Daha önceki bir yazımızda da değindiğimiz gibi, bireysel başvuru kararları da dahil olmak üzere yargı kararlarının gerekçelerinde karşılaştığımız “Hazineye intikal etmemiş KDV indirilemez/iade edilemez” kuralının birkaç istisnai hal dışında(1) ne yasal dayanağı, ne de fiili uygulanabilirliği vardır. Kanaatimizce bu kural; “sahte belgeye dayanan KDV” ile “hazineye intikal” kavramları arasında yersiz ve hatalı bir bağlantı kurulması sonucunda, “sahte belgeye dayanan KDV hiçbir şart altında indirilemez” kuralının evrilerek “satıcı/sorumlu KDV borcunu ödemezse işlemin diğer tarafı indirim/iade hakkını kullanamaz” halini almasıyla ortaya çıkmıştır.
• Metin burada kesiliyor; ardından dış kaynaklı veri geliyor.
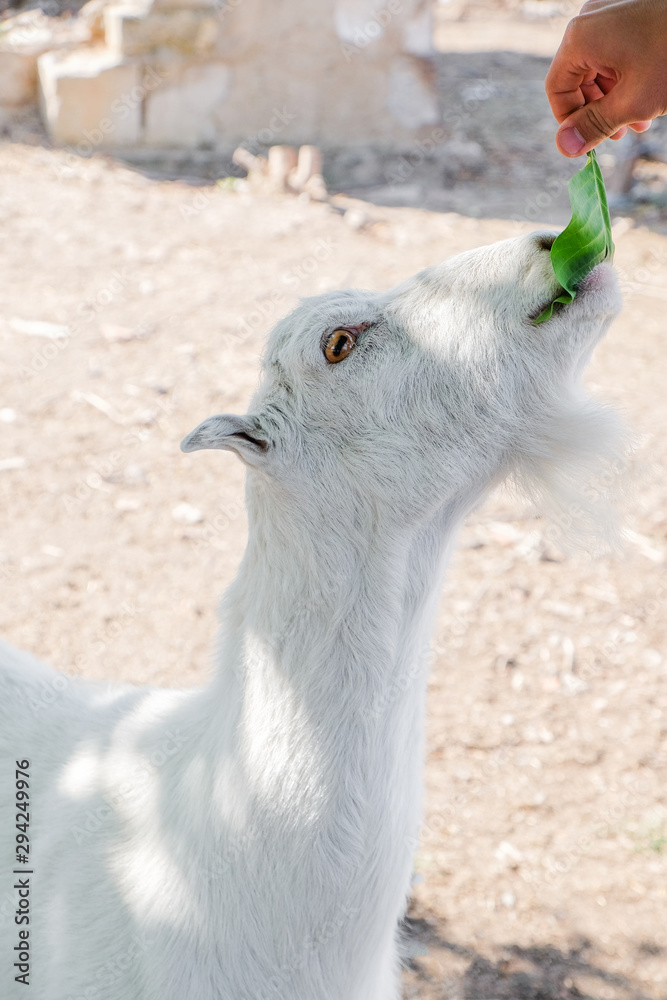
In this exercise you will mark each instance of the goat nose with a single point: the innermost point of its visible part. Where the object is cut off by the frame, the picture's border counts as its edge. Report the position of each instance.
(545, 241)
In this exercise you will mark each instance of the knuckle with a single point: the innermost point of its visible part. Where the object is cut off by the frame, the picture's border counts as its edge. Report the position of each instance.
(598, 125)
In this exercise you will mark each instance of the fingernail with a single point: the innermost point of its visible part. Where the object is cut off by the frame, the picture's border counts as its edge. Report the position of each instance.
(571, 141)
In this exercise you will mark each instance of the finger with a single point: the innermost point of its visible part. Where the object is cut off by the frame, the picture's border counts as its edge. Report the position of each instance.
(588, 126)
(591, 91)
(641, 126)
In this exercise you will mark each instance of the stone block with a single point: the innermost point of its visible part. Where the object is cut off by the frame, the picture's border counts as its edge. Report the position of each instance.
(18, 78)
(131, 31)
(90, 98)
(183, 111)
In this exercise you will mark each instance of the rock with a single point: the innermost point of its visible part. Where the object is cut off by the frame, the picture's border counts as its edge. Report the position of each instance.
(411, 100)
(462, 159)
(182, 112)
(92, 16)
(91, 99)
(130, 31)
(282, 163)
(185, 513)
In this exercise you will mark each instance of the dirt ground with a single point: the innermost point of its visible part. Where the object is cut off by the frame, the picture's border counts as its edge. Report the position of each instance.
(542, 871)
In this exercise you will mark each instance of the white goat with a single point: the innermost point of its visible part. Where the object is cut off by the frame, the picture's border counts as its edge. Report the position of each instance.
(254, 839)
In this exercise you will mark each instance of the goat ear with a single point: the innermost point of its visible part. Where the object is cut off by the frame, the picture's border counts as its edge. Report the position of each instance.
(243, 435)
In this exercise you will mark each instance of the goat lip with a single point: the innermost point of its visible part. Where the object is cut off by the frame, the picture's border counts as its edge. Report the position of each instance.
(599, 278)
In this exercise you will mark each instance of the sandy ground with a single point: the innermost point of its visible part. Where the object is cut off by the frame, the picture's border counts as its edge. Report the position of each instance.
(542, 871)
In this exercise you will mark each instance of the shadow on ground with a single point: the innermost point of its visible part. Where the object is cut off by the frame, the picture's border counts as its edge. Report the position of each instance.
(518, 973)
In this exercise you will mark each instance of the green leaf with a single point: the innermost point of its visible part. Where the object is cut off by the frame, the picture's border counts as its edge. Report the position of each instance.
(586, 241)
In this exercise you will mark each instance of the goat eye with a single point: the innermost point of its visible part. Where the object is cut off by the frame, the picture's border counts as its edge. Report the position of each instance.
(338, 345)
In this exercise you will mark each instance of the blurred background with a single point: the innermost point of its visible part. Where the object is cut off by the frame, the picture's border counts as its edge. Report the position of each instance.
(174, 176)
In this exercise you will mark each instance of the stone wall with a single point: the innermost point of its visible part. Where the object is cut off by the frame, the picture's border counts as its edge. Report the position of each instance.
(189, 73)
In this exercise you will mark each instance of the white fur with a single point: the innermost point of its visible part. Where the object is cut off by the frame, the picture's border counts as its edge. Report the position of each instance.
(254, 839)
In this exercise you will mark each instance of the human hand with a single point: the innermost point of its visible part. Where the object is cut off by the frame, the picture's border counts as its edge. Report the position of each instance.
(610, 73)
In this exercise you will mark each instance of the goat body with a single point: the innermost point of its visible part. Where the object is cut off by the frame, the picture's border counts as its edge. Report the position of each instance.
(254, 839)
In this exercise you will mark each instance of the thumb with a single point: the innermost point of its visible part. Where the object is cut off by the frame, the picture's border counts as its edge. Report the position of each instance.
(588, 126)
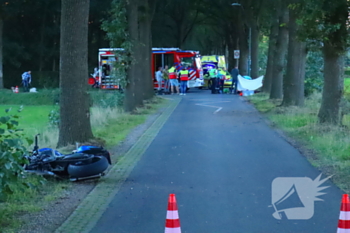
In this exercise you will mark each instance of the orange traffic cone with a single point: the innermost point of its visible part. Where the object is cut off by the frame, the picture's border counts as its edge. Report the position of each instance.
(172, 222)
(344, 217)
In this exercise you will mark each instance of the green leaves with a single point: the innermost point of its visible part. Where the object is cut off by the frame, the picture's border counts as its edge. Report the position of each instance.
(12, 152)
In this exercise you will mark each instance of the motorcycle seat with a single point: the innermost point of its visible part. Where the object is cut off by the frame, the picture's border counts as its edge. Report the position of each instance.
(76, 156)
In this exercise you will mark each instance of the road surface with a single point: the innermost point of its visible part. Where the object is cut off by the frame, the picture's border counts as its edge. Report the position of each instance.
(219, 157)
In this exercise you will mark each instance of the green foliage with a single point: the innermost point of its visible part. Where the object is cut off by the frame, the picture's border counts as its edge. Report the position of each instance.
(42, 97)
(12, 151)
(263, 54)
(314, 73)
(117, 33)
(54, 117)
(325, 21)
(107, 99)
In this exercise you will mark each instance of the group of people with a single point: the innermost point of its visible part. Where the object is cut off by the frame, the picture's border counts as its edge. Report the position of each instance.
(217, 79)
(171, 78)
(26, 80)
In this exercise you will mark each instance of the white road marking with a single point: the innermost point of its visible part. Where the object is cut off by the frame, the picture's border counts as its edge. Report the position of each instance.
(218, 107)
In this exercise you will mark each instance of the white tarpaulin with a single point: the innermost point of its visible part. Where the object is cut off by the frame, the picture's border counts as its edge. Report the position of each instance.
(250, 85)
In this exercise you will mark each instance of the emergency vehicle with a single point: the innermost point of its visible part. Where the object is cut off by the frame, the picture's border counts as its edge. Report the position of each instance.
(181, 58)
(160, 58)
(217, 62)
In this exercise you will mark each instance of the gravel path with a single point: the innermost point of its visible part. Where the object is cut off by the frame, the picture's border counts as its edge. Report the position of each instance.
(56, 212)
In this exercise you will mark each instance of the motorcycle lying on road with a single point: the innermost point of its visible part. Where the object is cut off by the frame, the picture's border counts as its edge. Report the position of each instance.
(86, 162)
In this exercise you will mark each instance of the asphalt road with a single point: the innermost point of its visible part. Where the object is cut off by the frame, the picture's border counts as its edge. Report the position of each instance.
(220, 163)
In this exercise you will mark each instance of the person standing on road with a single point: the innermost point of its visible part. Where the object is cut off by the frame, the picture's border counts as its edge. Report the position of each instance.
(166, 79)
(183, 80)
(234, 75)
(26, 80)
(159, 78)
(173, 80)
(213, 76)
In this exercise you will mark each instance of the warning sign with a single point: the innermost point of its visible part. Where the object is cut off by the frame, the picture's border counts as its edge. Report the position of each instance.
(236, 54)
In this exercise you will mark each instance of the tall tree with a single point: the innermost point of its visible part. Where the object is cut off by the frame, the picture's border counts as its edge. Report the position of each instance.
(293, 93)
(327, 22)
(271, 52)
(74, 100)
(280, 52)
(335, 45)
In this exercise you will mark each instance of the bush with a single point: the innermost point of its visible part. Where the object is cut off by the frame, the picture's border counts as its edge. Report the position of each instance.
(42, 97)
(12, 151)
(107, 99)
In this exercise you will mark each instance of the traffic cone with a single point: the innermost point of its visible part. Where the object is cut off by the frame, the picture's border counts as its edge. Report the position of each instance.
(344, 217)
(172, 222)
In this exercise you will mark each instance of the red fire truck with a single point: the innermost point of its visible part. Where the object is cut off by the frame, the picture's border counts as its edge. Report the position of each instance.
(161, 57)
(188, 58)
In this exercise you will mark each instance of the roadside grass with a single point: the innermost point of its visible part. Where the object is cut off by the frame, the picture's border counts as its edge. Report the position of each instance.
(330, 145)
(109, 124)
(347, 84)
(29, 200)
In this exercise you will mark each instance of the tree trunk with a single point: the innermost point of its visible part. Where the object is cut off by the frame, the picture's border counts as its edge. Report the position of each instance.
(244, 50)
(280, 54)
(295, 75)
(272, 47)
(42, 36)
(1, 53)
(74, 100)
(133, 96)
(146, 37)
(333, 85)
(255, 49)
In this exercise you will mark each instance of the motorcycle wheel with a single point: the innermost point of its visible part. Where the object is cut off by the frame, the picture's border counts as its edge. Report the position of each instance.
(79, 170)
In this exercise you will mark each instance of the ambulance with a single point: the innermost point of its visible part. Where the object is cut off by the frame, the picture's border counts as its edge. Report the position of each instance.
(104, 78)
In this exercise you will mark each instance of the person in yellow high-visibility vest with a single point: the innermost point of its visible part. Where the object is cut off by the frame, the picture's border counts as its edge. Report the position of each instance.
(173, 80)
(213, 73)
(183, 80)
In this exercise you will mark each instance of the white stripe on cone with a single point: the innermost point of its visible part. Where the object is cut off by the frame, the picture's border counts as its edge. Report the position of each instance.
(173, 230)
(342, 230)
(172, 214)
(344, 215)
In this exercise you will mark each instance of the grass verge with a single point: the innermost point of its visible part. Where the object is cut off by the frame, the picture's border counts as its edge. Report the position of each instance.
(109, 124)
(330, 144)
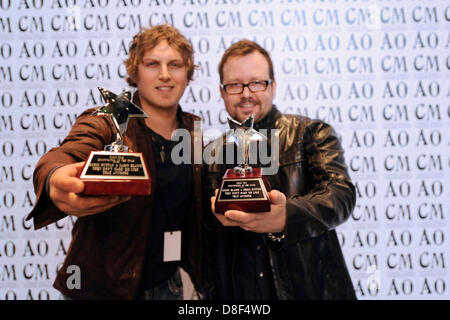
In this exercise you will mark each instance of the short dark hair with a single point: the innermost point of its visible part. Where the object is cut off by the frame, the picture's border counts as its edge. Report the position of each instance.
(243, 48)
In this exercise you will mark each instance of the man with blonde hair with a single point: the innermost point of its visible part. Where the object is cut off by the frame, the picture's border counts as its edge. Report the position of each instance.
(118, 242)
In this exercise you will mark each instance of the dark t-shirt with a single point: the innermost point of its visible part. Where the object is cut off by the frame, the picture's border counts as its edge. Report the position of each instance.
(170, 203)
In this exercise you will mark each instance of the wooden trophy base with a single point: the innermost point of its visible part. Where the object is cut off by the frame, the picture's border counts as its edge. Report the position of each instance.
(247, 193)
(115, 173)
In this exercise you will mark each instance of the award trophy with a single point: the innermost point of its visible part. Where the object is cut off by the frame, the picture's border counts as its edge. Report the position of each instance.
(115, 171)
(243, 188)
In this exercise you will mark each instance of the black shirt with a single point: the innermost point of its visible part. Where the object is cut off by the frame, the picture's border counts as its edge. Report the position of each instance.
(170, 202)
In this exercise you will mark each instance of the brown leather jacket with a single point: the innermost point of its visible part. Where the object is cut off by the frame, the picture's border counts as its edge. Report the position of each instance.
(109, 247)
(320, 196)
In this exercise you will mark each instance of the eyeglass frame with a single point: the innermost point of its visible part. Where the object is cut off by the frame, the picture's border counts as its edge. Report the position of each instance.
(267, 82)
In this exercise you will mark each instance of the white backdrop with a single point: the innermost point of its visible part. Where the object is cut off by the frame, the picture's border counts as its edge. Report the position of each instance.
(378, 71)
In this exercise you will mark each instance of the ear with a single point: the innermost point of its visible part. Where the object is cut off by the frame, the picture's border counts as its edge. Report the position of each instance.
(274, 87)
(222, 92)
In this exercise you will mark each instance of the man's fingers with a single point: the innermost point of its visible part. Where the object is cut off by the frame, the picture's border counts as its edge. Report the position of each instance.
(239, 216)
(276, 197)
(66, 178)
(225, 221)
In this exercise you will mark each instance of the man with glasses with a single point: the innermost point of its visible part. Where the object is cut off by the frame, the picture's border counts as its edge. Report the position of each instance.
(291, 252)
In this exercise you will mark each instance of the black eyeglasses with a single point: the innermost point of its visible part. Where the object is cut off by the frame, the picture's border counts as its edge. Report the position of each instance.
(254, 86)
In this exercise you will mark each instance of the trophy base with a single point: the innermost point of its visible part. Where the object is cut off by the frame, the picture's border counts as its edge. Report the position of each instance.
(115, 173)
(248, 193)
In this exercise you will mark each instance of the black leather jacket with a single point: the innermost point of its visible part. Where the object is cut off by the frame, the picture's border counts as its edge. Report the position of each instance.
(308, 264)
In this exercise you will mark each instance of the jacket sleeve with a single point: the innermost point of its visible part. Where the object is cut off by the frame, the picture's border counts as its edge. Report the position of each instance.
(331, 196)
(88, 134)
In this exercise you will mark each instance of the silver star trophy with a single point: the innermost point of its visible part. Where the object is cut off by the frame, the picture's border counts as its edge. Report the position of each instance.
(242, 134)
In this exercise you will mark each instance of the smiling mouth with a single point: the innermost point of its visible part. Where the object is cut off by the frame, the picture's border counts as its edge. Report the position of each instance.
(246, 105)
(164, 88)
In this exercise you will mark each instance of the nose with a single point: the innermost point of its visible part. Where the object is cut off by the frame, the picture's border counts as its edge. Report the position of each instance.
(246, 93)
(164, 74)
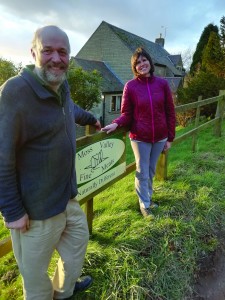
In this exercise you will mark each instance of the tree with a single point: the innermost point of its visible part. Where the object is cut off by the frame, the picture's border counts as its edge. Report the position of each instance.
(222, 32)
(213, 58)
(84, 87)
(205, 84)
(197, 57)
(7, 70)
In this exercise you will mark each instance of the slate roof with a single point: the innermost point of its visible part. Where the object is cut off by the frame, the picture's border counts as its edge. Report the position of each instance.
(159, 55)
(174, 83)
(110, 82)
(175, 59)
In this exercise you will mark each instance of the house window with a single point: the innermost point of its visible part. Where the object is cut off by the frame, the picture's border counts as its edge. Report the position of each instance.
(115, 103)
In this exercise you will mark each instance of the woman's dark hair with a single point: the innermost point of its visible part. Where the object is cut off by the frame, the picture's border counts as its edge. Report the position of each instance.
(134, 58)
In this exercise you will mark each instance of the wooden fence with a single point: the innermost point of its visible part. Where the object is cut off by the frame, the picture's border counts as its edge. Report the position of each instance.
(162, 165)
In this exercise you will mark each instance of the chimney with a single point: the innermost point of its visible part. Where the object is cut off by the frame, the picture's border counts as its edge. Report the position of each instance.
(160, 41)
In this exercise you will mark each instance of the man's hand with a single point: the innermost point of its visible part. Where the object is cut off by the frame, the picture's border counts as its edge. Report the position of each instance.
(22, 224)
(167, 146)
(109, 128)
(97, 125)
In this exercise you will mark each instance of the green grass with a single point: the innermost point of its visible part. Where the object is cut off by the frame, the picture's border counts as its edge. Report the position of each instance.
(132, 258)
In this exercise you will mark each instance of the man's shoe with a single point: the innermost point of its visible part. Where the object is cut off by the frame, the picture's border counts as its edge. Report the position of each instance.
(82, 284)
(153, 205)
(146, 212)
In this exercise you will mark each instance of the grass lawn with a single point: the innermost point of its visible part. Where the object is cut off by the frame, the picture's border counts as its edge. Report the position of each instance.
(130, 257)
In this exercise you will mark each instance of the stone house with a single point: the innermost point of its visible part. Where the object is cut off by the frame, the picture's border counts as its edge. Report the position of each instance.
(109, 51)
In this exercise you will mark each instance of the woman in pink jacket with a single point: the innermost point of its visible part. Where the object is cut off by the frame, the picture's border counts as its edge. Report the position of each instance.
(148, 111)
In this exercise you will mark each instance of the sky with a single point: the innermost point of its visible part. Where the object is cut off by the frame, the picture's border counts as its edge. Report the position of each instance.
(180, 22)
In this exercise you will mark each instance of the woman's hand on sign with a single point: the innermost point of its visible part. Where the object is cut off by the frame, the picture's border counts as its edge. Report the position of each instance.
(110, 128)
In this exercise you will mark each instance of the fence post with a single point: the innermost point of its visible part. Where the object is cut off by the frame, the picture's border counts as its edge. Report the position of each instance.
(219, 114)
(161, 168)
(89, 213)
(194, 139)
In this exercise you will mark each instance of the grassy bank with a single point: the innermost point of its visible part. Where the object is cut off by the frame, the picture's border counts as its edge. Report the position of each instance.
(132, 258)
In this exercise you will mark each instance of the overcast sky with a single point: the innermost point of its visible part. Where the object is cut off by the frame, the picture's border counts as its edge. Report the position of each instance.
(181, 22)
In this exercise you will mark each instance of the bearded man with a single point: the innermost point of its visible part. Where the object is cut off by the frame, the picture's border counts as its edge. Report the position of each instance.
(37, 170)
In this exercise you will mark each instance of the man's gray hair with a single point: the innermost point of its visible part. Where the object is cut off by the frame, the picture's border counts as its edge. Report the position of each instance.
(39, 32)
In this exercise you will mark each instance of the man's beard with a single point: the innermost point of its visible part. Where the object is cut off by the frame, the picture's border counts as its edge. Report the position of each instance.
(50, 78)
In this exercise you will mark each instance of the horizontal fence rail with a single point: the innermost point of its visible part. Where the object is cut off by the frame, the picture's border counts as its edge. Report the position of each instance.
(161, 170)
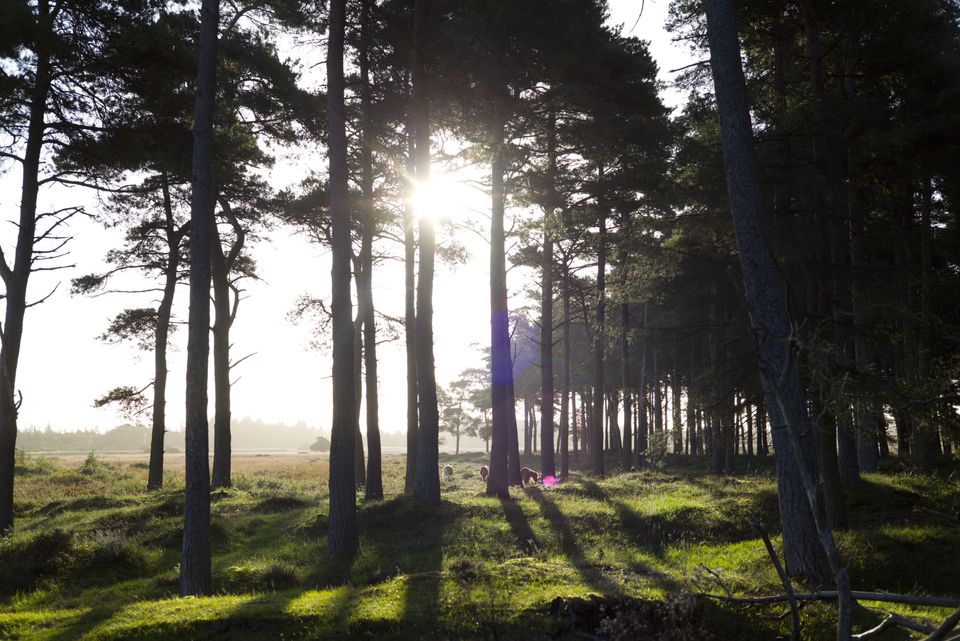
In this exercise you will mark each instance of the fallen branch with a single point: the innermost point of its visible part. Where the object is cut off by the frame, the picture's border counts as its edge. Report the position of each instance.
(831, 595)
(949, 624)
(791, 597)
(891, 621)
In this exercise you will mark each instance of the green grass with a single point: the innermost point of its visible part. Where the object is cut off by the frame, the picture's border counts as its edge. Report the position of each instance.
(95, 557)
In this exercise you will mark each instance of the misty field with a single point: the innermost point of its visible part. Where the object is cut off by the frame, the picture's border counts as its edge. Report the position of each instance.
(95, 557)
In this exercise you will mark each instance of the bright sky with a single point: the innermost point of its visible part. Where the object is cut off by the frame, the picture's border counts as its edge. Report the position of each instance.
(64, 367)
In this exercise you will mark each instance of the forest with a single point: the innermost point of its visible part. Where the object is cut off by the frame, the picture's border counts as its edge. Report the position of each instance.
(724, 405)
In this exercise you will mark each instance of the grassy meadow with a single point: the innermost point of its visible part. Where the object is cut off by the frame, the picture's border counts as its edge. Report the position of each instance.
(94, 556)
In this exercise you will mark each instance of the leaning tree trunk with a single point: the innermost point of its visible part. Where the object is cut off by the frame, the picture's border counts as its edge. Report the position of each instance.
(195, 557)
(15, 280)
(598, 348)
(801, 508)
(223, 320)
(342, 537)
(221, 364)
(373, 490)
(410, 322)
(171, 269)
(565, 394)
(359, 468)
(426, 486)
(547, 464)
(501, 365)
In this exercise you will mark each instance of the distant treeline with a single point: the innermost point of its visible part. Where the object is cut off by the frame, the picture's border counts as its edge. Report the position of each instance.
(248, 434)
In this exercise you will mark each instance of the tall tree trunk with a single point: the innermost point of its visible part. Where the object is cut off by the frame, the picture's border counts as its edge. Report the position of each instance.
(613, 419)
(225, 313)
(195, 573)
(373, 489)
(342, 536)
(501, 364)
(863, 354)
(565, 393)
(171, 270)
(221, 362)
(831, 199)
(576, 431)
(359, 468)
(547, 465)
(675, 396)
(801, 508)
(15, 280)
(426, 486)
(926, 442)
(626, 458)
(642, 396)
(599, 348)
(410, 321)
(1) Bu istisnai hallerden birisi, fazla/yersiz hesaplanan KDV’nin mükellefine iadesine ilişkindir. Vergi dairesinin bu fazla/yersiz vergiyi mükellefine iade edebilmesi için, öncelikle, mükellefinden tahsil etmiş olması, yani verginin hazineye intikal etmiş olması gerekir. Diğer bir istisnai hale göre de, bu yazımıza konu ettiğimiz üzere, KDV sorumlusunun vergi dairesine sorumlu sıfatıyla beyan ettiği KDV’yi indirebilmesi için, öncelikle, ödemiş olması gerekmektedir. Dikkat edilirse, bu istisnai hallerde, bir kimsenin vergi borcunu ödememesi nedeniyle bir başkasının hak kaybına uğratılması gibi bir durum söz konusu değildir.